It seems that in most cases where this exception occurred requests was send manually from the BananaCakePop using port forwarding to the AKS cluster. At this moment I registered only 2 requests (out of around 630k) sent by other micro services that failed due to described issue.

Maybe there will be something obvious about the implementation from which the exception was thrown.

Thank you in advance for your support.

Product

Hot Chocolate

Version

12.7.0

kcybulka avatar Aug 05 '22 13:08 kcybulka

strange ... I will have a look at this... it could be related to the cache if the compiled complexity delegate. Not sure yet. I will review this together with @PascalSenn, there might be a logic error. Do you get these errors only after the system comes up or at random?

michaelstaib avatar Aug 06 '22 10:08 michaelstaib

On Monday I will try to verify it by restarting one of the pods and connecting to it right away. As for now I am not completely sure, there are thousands of requests processed daily by this API and I got only few dozens of this errors trough 48h after deployment. All except one was was manually triggered from the playground so it might be that first person that does that triggers the errors. I also remember that first exception I noticed was logged very soon after the deployment (and this was the only requests that was not manually sent) but on the other hand we have several pods/instances running and there was only one occurrence at the beginning.

kcybulka avatar Aug 06 '22 19:08 kcybulka

It seems to be happening on random. I have pod that is running already for 4 days without restart and I see new errors. Unfortunately I got one more coming from the standard request sent by other service (not manually triggered by BananaCakePop) , I will update the ticked as I was hoping it won`t be the case.

kcybulka avatar Aug 08 '22 10:08 kcybulka

Hi all, I'm facing this exception quite often when running K6 performance tests, like 10 users doing 100 simultaneous requests to GraphQL API. So, I have debugged it a bit and found 2 issues within OperationComplexityMiddleware logic.

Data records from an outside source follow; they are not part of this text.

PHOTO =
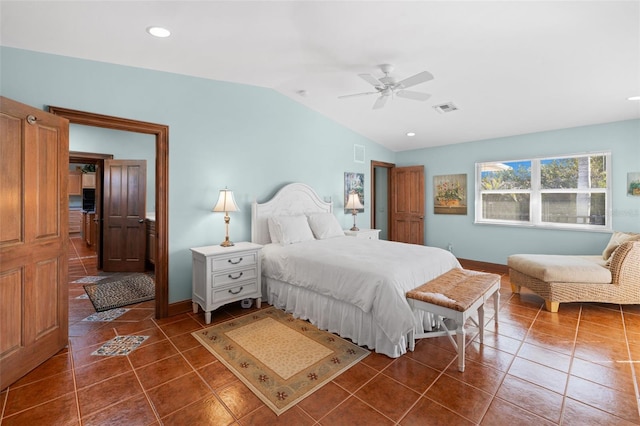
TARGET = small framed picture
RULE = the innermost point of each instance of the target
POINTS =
(354, 182)
(633, 184)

  1. Cache looks like not working properly if query name specified - TryAdd method adds item with operationId+queryName key then Get method tries to resolve item with operationId only. https://github.com/ChilliCream/hotchocolate/blob/6cdb0dc100374eba3d66965650d94a3383ac4f77/src/HotChocolate/Core/src/Execution/Pipeline/OperationComplexityMiddleware.cs#L123 vs https://github.com/ChilliCream/hotchocolate/blob/6cdb0dc100374eba3d66965650d94a3383ac4f77/src/HotChocolate/Core/src/Execution/Pipeline/OperationComplexityMiddleware.cs#L62

In case the query name is specified it can't resolve item from the cache. Possible solution: to use the same key build approach for both methods. e.g. use operationId only.

  1. Is here, when it checks ReferenceEquals for 2 different instances of OperationDefinition class, not sure why they are different but that's why it returns null and null reference exception happens: https://github.com/ChilliCream/hotchocolate/blob/6cdb0dc100374eba3d66965650d94a3383ac4f77/src/HotChocolate/Core/src/Execution/Pipeline/OperationComplexityMiddleware.cs#L118

Possible solution: to use Equal method or another comparer or ReferenceEquals is correctly used there, but the root cause of the issue in 2 different instances. But the question then why this analyzer has been added to the cache in the next line anyway.

dkogithub avatar Oct 17 '22 15:10 dkogithub

@DkozhevnikovConfigit thank you for your analysis and sorry for letting this lie.

michaelstaib avatar Mar 17 '23 13:03 michaelstaib

We've submitted the https://github.com/ChilliCream/graphql-platform/pull/6099 to fix the issue.

marcioscpinheiro avatar Apr 28 '23 19:04 marcioscpinheiro

This is now fixed.

michaelstaib avatar May 01 '23 09:05 michaelstaib

I will create a preview today for this.

michaelstaib avatar May 01 '23 09:05 michaelstaib

The Fix is here: https://github.com/ChilliCream/graphql-platform/pull/6100

michaelstaib avatar May 01 '23 09:05 michaelstaib

@marcioscpinheiro thank you for your help, without you we would not have spotted this one.

michaelstaib avatar May 01 '23 09:05 michaelstaib